I am not opposed to same-sex marriage as policy, but I do not believe that same-sex marriage is required by the Constitution of the United States. I doubt very much whether it is required under any reasonable interpretation of any state constitution. In reply to an anonymous interlocutor (AI) on my Keloland site, I wrote this:
Banning gay marriage does not "discriminate against a group of people by denying them rights enjoyed by other groups." Under such laws, a gay man can marry a woman but not another man. A non-gay man has exactly the same rights. Whatever may be wrong with traditional marriage restrictions, it isn't equality.
Happily, I received a response, presumably from the same A.I.:
So a predominately homosexual society banning heterosexual marriage would comport with your definition of equality?
To which I reply: yes. A law that allowed a person to marry another of his or her own sex but not to marry someone of the opposite sex, so long it was applied the same way to all persons, would satisfy the standard of equality before the law. Treating everyone the same regardless of who they are is what equality means. I don't think that is merely "my definition;" rather, it is the very heart of that concept.
That doesn't mean, of course, that the law proposed above would be a good law or a just law, it just means, as I said, that whatever is wrong with it, it isn't inequality.
AI goes on:
Telling a heterosexual person they can marry a person they are physically compatible with while denying that right to a homosexual person hardly meets a reasonable definition of equality under law.
I am not at all certain what "physical compatibility" means here. I cannot imagine any obvious way that two men are more physically compatible than a man and a woman. Well, actually I can, but I won't elaborate. I suspect that what AI means is that homosexuals are attracted to persons of the same sex, just as heterosexuals are attracted to persons of the opposite sex; so, allowing the one group to marry those they are attracted to, but not the other group is not equality.
But that argument also fails. No one, heterosexual, homosexual, bisexual, transgendered, etc, gets to marry whomever he/she is attracted to. No one is allowed to marry his daughter, sister, or mother, regardless of how "physically compatible" they may be. No two people can marry a third. A State might forbid marriage between first cousins or even second cousins. So long as these restrictions are applied equally to all, regardless of race, creed, color, or sexual preference, they involve no inequalities.
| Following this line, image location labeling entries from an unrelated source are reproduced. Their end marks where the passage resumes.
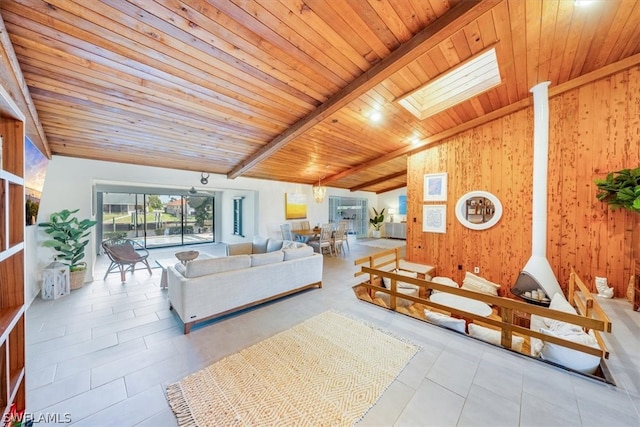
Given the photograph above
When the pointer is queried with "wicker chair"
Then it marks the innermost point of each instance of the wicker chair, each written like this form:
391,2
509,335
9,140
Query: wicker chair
124,254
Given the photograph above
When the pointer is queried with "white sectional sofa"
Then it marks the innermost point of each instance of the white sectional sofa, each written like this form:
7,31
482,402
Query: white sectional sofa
209,288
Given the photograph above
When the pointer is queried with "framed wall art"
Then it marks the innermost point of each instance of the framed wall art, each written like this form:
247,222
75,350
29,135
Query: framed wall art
295,206
434,218
435,187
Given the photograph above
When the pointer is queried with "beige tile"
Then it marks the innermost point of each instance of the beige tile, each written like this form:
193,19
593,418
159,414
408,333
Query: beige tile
117,374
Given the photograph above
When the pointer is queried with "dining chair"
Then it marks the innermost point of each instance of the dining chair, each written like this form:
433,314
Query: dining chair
346,225
324,240
340,238
286,231
124,254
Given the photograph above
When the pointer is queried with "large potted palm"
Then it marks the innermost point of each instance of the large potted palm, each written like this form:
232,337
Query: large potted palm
376,221
69,237
621,189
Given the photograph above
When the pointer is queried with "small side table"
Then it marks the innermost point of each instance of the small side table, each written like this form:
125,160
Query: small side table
56,281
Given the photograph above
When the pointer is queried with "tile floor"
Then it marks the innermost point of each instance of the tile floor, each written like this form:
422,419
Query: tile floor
104,354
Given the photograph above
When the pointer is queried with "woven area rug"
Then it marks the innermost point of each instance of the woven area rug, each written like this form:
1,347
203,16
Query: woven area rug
382,243
326,371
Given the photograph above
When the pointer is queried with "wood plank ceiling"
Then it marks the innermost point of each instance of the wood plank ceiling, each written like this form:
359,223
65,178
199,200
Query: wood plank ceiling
283,89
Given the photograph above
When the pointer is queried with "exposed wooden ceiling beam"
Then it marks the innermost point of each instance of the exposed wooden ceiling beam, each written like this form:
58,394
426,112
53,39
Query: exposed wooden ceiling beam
452,22
40,138
395,187
379,180
429,141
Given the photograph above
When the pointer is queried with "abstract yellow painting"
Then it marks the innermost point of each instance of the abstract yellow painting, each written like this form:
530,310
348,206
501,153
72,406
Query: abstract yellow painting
295,206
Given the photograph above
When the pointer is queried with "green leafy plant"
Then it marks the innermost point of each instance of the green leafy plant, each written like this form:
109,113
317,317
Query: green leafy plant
68,237
621,189
377,219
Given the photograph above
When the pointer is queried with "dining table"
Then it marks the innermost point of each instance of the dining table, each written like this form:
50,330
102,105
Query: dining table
306,234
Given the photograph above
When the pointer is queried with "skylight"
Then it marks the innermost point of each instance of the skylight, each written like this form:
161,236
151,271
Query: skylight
466,81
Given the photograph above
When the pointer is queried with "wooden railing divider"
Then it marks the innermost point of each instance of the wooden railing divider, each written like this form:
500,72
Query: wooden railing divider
581,298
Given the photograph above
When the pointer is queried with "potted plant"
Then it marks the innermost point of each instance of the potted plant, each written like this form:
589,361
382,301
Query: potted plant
376,221
69,237
621,189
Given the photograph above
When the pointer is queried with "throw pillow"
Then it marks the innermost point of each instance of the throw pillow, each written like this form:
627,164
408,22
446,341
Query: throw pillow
443,281
274,245
475,283
445,321
259,244
493,336
387,281
572,359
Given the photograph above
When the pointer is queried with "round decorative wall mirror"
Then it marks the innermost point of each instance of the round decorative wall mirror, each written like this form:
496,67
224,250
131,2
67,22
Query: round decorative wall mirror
478,210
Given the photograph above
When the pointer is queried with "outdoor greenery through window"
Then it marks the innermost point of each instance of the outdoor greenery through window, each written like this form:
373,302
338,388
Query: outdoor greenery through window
158,219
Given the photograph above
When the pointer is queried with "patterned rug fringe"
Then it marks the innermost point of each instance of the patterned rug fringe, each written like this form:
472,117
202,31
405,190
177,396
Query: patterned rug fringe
327,370
179,405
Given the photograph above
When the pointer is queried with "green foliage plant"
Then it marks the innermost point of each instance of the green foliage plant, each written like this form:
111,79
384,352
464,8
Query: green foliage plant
69,236
621,189
377,219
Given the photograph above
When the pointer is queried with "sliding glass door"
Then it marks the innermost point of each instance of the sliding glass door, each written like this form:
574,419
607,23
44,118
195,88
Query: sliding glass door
157,220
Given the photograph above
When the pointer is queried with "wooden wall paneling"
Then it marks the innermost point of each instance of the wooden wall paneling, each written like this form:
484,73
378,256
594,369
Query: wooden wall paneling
509,200
633,152
554,201
565,130
484,250
495,186
593,129
601,221
523,183
618,254
586,118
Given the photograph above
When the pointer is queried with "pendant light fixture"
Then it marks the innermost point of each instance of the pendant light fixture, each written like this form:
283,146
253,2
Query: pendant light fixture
319,192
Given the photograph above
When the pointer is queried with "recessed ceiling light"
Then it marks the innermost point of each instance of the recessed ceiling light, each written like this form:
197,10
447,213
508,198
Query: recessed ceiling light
466,81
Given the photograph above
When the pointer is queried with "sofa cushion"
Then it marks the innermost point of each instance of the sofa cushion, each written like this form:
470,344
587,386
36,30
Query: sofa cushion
243,248
259,245
290,244
274,245
559,303
443,281
267,258
443,320
295,253
386,281
475,283
203,267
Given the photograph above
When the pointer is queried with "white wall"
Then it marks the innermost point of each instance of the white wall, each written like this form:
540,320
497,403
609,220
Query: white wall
32,269
69,185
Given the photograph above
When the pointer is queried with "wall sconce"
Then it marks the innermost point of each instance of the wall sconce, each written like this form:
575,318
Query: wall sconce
319,192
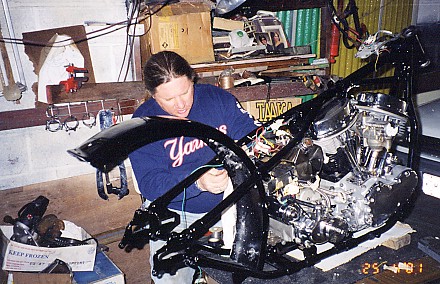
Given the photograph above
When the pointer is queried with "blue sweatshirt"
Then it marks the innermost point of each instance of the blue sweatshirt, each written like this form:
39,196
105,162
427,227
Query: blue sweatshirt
161,165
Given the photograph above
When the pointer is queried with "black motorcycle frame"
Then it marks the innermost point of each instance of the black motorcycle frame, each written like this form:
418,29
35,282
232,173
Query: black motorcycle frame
250,255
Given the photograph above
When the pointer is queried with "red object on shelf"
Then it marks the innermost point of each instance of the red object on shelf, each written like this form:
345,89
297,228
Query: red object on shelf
73,83
334,44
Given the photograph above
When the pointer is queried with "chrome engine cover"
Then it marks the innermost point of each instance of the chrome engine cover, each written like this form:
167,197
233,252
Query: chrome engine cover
359,183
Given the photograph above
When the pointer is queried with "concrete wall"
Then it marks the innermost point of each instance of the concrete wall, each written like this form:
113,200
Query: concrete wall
33,155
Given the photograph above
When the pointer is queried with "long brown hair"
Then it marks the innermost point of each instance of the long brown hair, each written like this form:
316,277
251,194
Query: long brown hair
164,66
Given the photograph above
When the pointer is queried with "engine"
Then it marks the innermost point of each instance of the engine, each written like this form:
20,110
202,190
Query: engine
343,176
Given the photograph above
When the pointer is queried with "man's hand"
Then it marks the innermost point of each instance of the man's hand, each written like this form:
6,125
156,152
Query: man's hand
214,181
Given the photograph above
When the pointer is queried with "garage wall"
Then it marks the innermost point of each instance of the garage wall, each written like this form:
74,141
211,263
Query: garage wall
33,15
33,155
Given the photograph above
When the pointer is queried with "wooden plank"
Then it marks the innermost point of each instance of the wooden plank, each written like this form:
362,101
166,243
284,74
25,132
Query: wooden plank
96,91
A final argument against different-sex restrictions on marriage makes an analogy with laws against miscegenation. This fails as well, on logical grounds. The purpose and presumed effect of banning inter-racial marriage was to make sure that discrete and insular minorities remain discrete and insular. Or, to use the language of Plessy, the purpose was to prevent "commingling" between the races. Whatever different sex restrictions on marriage may do, they do not inhibit commingling of homosexuals with heterosexuals.
So I see no valid argument that constitutional principles require the legalization of same sex marriage. I also made this argument about motive behind the thirty states that have passed different-sex restrictions on marriage:
I would like to think that the opposition is rooted in irritation at the Courts. California was one of the states where the State Supreme Court tried to enact gay marriage by legislative fiat. The same thing happened in Massachusetts, and would have been overturned their if the state constitution had not allowed the legislature to block the popular will.
AI responds:
As for 30 states banning gay marriage in response to court actions, I doubt it. There was no court action in SD prompting voters to ban same-sex marriage. I doubt Mormon support for 8 in California was anything more than religious bias (bigotry) against homosexuality. I am not accusing you of bigotry. However, I do believe defending the notion that trying to define otherwise arbitrary lines between judicial activism and legitimate legal interpretations justifies a Proposition 8 serves to offer cover for bigots.
Persons of traditional faith have the right hold what opinions they do about the sanctity of marriage. Perhaps it is not the best political strategy to call them bigots. I notice that you mention the Mormons, but not African-Americans who, as I pointed out, may have put Prop. 8 over the top. Selecting your targets in such a way might on its own be at least a soft form of bigotry.
I did not vote for the recent constitutional amendment banning same-sex marriage in SD. But I have close friends who did, some of them deeply involved in that initiative. I can tell you that they were thinking of little else but the actions of various courts around the nation. There has been a movement nationwide to establish same-sex marriage by judicial fiat. I can also tell you that when discussing this with people who are deeply opposed to same sex marriage (and that includes a lot of discussions with a lot of people), I never heard anyone express a contempt for homosexuals. I did hear frequent contempt for liberals who want to trump the legislative process have judges write their own opinions into the text of the various constitutions. So I think you are wrong with regard to the motives behind the movement.